The standard annotation pipeline is a machine for producing agreement. You write guidelines, train annotators, measure inter-annotator agreement, adjudicate the cases where people diverge, and ship a single gold label per item. Every step is designed to squeeze out disagreement, on the assumption that disagreement is error and error should be minimized. For a lot of tasks that assumption is fine. For a lot of others it quietly throws away the most interesting thing in the data.

When annotators disagree, the disagreement is sometimes error to resolve and sometimes genuine variation to keep. On objective tasks with a real correct answer, collapse to a gold label. On subjective or perspectival tasks, a single gold label erases a real distribution of human judgment, and you are better off keeping every annotator's label, storing a distribution instead of a winner, and measuring agreement without assuming that less than perfect means broken. This post is about telling the two cases apart and holding onto the disagreement when it matters.

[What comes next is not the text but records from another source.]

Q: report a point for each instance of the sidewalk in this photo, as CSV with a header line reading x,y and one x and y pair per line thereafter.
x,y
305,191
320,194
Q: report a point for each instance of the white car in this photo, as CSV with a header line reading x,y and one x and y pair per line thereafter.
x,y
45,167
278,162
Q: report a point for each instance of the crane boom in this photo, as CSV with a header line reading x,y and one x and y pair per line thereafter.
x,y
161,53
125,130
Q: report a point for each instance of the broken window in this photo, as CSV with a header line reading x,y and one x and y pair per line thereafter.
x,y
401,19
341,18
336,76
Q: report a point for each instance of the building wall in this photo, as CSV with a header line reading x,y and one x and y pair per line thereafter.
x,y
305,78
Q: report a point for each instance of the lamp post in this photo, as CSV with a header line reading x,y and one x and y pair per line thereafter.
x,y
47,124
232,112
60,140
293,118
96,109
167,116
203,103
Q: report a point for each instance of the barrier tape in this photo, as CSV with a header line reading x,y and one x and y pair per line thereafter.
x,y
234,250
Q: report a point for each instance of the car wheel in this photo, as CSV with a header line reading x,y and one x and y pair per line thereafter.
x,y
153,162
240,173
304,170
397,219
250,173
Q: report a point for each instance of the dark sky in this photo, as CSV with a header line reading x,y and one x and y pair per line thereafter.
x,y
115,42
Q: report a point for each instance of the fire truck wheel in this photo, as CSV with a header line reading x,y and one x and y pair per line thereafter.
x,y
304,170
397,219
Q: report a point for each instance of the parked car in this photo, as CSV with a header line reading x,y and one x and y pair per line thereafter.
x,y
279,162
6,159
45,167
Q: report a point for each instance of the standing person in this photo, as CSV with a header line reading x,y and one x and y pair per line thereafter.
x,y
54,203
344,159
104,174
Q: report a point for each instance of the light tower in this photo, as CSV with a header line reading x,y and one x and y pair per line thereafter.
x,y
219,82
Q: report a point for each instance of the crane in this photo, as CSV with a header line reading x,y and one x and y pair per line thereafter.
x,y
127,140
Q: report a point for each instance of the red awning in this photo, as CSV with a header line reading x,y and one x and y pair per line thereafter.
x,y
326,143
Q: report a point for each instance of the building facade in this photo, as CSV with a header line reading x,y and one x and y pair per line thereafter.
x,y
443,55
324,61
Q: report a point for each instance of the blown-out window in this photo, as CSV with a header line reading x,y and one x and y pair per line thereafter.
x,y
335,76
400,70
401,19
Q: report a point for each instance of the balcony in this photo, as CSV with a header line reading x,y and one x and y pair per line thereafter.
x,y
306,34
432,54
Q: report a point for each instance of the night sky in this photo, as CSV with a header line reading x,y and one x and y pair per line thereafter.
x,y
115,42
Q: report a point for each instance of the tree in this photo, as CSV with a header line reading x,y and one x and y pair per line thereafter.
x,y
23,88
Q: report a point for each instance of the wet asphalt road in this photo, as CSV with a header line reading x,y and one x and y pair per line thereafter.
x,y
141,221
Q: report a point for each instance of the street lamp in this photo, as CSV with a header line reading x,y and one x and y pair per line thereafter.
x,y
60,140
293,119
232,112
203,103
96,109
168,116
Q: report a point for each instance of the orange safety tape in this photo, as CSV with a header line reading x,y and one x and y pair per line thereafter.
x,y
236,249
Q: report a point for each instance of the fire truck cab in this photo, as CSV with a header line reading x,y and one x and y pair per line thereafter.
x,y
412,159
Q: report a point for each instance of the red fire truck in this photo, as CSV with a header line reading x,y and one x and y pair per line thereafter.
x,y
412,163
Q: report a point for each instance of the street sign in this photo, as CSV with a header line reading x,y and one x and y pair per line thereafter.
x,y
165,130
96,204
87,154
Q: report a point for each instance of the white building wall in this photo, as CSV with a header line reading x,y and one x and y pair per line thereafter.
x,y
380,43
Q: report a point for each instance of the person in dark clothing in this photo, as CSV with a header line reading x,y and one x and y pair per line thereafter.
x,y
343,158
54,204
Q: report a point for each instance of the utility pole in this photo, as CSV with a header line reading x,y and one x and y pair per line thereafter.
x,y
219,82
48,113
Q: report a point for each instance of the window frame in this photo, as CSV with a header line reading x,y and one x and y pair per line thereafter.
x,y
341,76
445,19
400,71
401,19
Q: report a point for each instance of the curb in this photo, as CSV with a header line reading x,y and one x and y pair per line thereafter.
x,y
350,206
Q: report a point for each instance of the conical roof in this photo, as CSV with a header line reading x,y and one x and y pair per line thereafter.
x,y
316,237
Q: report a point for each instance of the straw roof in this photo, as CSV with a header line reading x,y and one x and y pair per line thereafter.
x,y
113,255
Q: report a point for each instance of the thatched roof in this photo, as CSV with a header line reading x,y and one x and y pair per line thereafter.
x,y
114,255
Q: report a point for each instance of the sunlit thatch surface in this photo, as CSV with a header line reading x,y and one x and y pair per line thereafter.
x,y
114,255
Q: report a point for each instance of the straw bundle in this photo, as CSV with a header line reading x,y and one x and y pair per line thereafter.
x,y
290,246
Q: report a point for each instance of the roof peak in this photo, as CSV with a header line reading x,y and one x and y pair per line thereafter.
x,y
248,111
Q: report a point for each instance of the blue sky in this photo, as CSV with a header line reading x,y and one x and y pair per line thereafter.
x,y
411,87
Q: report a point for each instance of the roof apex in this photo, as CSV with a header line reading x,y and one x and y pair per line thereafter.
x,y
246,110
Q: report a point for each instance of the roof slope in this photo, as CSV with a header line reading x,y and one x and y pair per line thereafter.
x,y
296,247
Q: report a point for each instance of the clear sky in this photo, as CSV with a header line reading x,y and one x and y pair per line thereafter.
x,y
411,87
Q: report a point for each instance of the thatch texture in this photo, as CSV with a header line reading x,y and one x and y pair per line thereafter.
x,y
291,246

The single-gold-label assumption

Most machine learning still assumes one correct interpretation exists for each item, which is why annotation defaults to aggregation: take three labels, take the majority, call it truth. Plank (2022) named this the "problem" of human label variation, in scare quotes, because the framing is the problem. Genuine variation in how people label is not always noise around a hidden true value. Sometimes there is no single true value, and the spread of answers is the honest description of the item.

The survey literature backs this up across a wide range of tasks. Uma and colleagues (2021) reviewed learning from disagreement across NLP and computer vision and found human disagreement everywhere, from part-of-speech tagging to natural language inference, along with a growing set of methods that learn from the disagreement instead of averaging it out. The perspectivist turn (Cabitza, Campagner, and Basile, 2021) pushes the point further: aggregating by majority vote can be actively misleading, and a better practice keeps the perspectives of the people who did the labeling.

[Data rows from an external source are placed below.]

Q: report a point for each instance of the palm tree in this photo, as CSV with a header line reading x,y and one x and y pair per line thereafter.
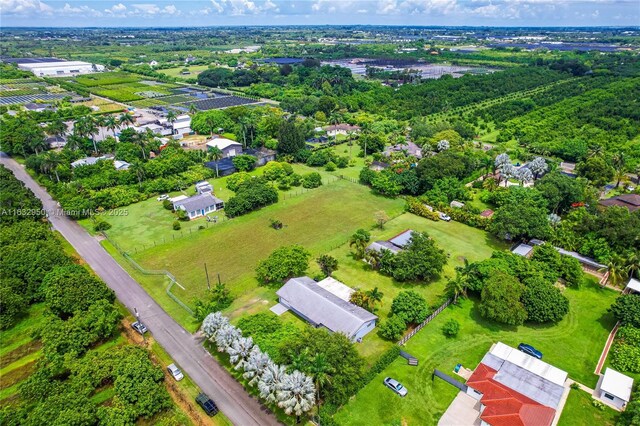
x,y
456,287
212,323
111,123
321,372
216,155
296,394
239,351
616,270
225,337
359,241
374,296
56,128
137,167
50,162
372,257
619,163
633,265
270,381
255,365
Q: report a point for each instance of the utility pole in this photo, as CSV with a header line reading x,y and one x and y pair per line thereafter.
x,y
144,340
207,272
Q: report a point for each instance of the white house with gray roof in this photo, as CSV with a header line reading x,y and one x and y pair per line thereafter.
x,y
321,308
199,205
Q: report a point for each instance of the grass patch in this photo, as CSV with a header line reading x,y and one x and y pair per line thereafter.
x,y
20,334
574,345
579,411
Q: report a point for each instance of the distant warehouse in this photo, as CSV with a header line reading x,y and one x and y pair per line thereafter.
x,y
58,68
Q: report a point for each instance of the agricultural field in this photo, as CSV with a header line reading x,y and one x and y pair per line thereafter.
x,y
581,334
176,72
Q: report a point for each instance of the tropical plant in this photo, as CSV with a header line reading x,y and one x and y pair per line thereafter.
x,y
359,241
239,351
215,154
212,323
270,381
296,394
255,365
226,336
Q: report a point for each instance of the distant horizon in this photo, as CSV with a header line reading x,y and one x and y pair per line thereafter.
x,y
201,13
552,27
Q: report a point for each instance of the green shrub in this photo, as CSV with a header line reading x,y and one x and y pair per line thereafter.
x,y
451,328
393,328
311,180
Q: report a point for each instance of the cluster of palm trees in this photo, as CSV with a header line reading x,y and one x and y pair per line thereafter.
x,y
294,391
88,127
621,268
524,174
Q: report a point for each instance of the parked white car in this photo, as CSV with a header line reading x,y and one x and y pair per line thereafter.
x,y
175,372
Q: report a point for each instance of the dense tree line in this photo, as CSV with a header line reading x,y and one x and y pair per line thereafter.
x,y
80,313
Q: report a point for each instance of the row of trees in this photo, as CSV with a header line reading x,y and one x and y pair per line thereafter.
x,y
292,391
80,315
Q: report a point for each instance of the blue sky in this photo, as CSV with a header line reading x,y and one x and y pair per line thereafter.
x,y
134,13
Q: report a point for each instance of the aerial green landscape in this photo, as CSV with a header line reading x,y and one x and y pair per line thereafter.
x,y
289,222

Where disagreement comes from

Not all disagreement means the same thing, and the useful move is to ask where a given disagreement is coming from. Three sources cover most of it.

The guidelines. Two annotators read the same rule differently, or the rule does not cover the case in front of them. This disagreement is a defect, and the fix is to clarify the guideline, not to keep the spread. A pilot round exists to catch exactly this.
The annotator. Someone rushed, misread, or is a low-quality worker clicking through. This is error, and it should be caught and removed. It is not the same as genuine variation, and conflating the two is how "keep the disagreement" turns into "keep the noise."
The item. The text is genuinely ambiguous, or the judgment genuinely depends on who is reading. Is this joke offensive? Is this review positive or mixed? Here different answers are not mistakes. This is the disagreement worth keeping.

The skill is separating the third source from the first two. Guideline problems get fixed, annotator errors get filtered, and what remains, genuine item-level variation, is the signal.

A decision aid for annotator disagreement: trace it to its source. Guideline ambiguity gets fixed, annotator error gets filtered out, and genuine item-level or perspectival variation is kept as signal rather than resolved to a single label. Trace each disagreement to its source: fix the guideline, filter the error, keep the genuine variation

Objective task or subjective task

The cleanest rule of thumb is whether a knowledgeable, careful person could be certain of the answer. If yes, the task is objective, a gold label is meaningful, and disagreement is something to resolve. Whether a date is April 3rd or March 4th has an answer. Whether a sentence contains a named entity has an answer, most of the time.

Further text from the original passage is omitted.